Haftalık Borsa Yorumları – (29 Haziran – 3 Temmuz 2020)

Borsada çıkış hisse bazlı hareketlerle devam ederken görülen kısa süreli kâr satışları karşılanıyor. Döviz kurlarındaki tepki yükselişi henüz güç kazanmış değil.

Borsa İstanbul’da iyimserlik devam etmekle birlikte biraz zayıflama göstermeye başladı. Yabancı katılımın zayıf olması ve yerli yatırımcının katkısıyla devam eden bir iyimserlik söz konusu. Düşük faiz ve alternatif arayışına bağlı olarak yeni yerli yatırımcı sayısı artmaya devam ediyor. Buna karşılık yabancı yatırımcının Borsa İstanbul’daki payı son uzun yıllardır ilk defa yüzde 51.6 seviyelerine kadar gerilemiş durumda. Bu rakam; 2008 küresel krizi, Türkiye’de yaşanan 2018 yılındaki faiz ve kur şokuna rağmen yüzde 60 seviyelerinin altına gelmemişti. Yabancı yatırımcıların katılımı söz konusu olursa daha uzun soluklu bir çıkış hareketi ve iyimserlikten söz etmek mümkün olabilecek. Bu bağlamda MSCI’den (Morgan Stanley Capital International) gelen “Türkiye’nin gelişen piyasa statüsünün gözden geçirilebileceği” konusundaki uyarının yabancı yatırımcılar açısından dikkate alınması gereken bir gelişme. Parasal genişleme ve teşvikler devam ediyor. IMF Başkanı “son 7 haftada 72 ülkeye acil finansman sağladık. Fon hali hazırda 1 trilyon dolarlık kredi verme kapasitesinin yüzde 75’i civarında” dedi. Yani biraz daha imkânları mevcut. Alınan teşvik ve parasal genişleme tedbirleriyle ekonomilerdeki toparlanma eğilimleri finans piyasalarını taşımaya devam ediyor. Diğer yandan son dokuz toplantısında faiz indirimine giden Merkez Bankası (TCMB) geçen haftaki toplantısında beklenenin aksine faizi yüzde 8.25 olarak bıraktı. Beklenti 25 baz puan indirim yönündeydi. Yapılan açıklamada bu kararda enflasyon ile ilgili tereddütlerin öne çıktığı anlaşılıyor. Bilindiği üzere TCMB faiz indirimlerini enflasyon düşmeden ve önden yüklemeli yapıyordu.
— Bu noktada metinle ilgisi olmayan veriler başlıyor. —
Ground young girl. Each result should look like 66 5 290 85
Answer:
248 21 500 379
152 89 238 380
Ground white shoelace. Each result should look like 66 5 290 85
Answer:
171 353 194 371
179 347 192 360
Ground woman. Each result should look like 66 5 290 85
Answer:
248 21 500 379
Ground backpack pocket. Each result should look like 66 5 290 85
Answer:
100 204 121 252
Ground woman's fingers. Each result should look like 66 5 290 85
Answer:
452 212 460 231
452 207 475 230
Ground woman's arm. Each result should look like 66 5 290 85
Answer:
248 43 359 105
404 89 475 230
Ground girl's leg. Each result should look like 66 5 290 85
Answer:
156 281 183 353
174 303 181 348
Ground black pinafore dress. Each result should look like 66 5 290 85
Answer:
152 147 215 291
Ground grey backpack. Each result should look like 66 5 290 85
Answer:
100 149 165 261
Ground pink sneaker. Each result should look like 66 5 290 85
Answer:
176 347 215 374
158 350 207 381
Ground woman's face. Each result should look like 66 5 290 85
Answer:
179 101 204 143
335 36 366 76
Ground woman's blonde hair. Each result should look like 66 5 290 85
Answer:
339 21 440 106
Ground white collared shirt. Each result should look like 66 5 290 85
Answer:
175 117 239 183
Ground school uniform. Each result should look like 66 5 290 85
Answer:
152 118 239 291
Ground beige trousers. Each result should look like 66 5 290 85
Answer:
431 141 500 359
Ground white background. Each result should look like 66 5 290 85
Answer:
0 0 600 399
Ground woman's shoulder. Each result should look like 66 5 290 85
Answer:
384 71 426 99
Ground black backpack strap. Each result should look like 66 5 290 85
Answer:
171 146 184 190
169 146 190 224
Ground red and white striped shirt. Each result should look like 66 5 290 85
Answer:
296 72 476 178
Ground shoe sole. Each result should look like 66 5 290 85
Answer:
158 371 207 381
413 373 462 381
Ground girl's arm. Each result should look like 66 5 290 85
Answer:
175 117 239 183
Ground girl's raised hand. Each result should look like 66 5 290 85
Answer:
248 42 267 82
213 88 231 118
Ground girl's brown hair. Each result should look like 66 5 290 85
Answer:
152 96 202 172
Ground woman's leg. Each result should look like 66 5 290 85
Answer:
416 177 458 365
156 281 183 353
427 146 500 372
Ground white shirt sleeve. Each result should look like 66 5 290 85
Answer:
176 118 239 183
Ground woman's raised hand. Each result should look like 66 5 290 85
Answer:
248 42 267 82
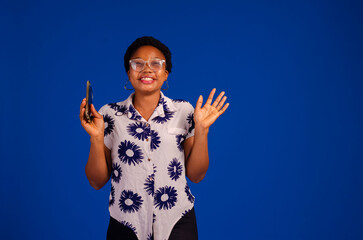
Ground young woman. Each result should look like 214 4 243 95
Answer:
80 37 229 240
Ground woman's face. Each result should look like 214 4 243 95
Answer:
127 46 169 94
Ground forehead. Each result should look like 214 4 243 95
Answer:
131 46 165 60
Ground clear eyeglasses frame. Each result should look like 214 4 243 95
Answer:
129 58 165 72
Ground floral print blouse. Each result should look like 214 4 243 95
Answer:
99 92 194 240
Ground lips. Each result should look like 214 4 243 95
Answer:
139 76 155 84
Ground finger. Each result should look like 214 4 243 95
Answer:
219 103 229 116
213 92 225 107
216 96 227 111
195 95 203 109
205 88 216 105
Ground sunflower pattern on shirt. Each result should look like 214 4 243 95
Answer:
99 92 194 240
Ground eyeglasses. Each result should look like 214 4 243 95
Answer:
129 58 165 72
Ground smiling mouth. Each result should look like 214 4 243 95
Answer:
140 77 155 84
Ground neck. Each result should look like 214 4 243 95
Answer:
133 92 160 121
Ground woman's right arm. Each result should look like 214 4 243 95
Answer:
79 99 112 190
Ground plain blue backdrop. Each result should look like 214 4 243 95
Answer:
0 0 363 240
Enflasyonun (TÜFE) yüzde 11.39, TCMB faizinin yüzde 8.25 olduğunu dikkate alırsak Türkiye en fazla eksi faiz veren ülkelerden biri olarak görülüyor. TL’nin değer kaybı, dövize devam eden talep, sıcak para çıkışları, rezervlerdeki aşınma ve artan cari açık gibi konuları dikkate aldığımızda TCMB’nin bu kararında sadece enflasyon kaygısı olmayabilir. Bununla birlikte salgın nedeniyle yavaşlayan ekonomiyi ve dış dünyadaki düşük faiz politikalarını dikkate aldığımızda faiz oranlarının düşük kalması olasılığı ve ihtiyacı sürüyor. Artan vaka sayıları, toparlanmanın yavaş olabileceği uyarılarıyla birlikte olumlu gelişmelerin önemli ölçüde fiyatlara dahil olduğunu dikkate alırsak olumlu havanın zayıflaması olasıdır.

Endekste yükseliş trendi korunsa da ivme kaybı görülmeye başlandı. İlk destekler 113.400 ve 112.600 seviyelerinde. Bu seviyelerin üzerinde çıkış hareketi gücünü koruyabilir. Aksi takdirde sonraki destek noktaları 111.000-110.000 seviyelerinde bulunuyor. İlk direnç ise 116.300 seviyesinde bulunuyor. Çıkışın devamı için bu seviyenin üzerinde kalınması gerekecek. Sonraki direnç seviyeleri 118.000-120.000 olarak görülüyor. Endekste direnç seviyelerinde satışlar görülebilir.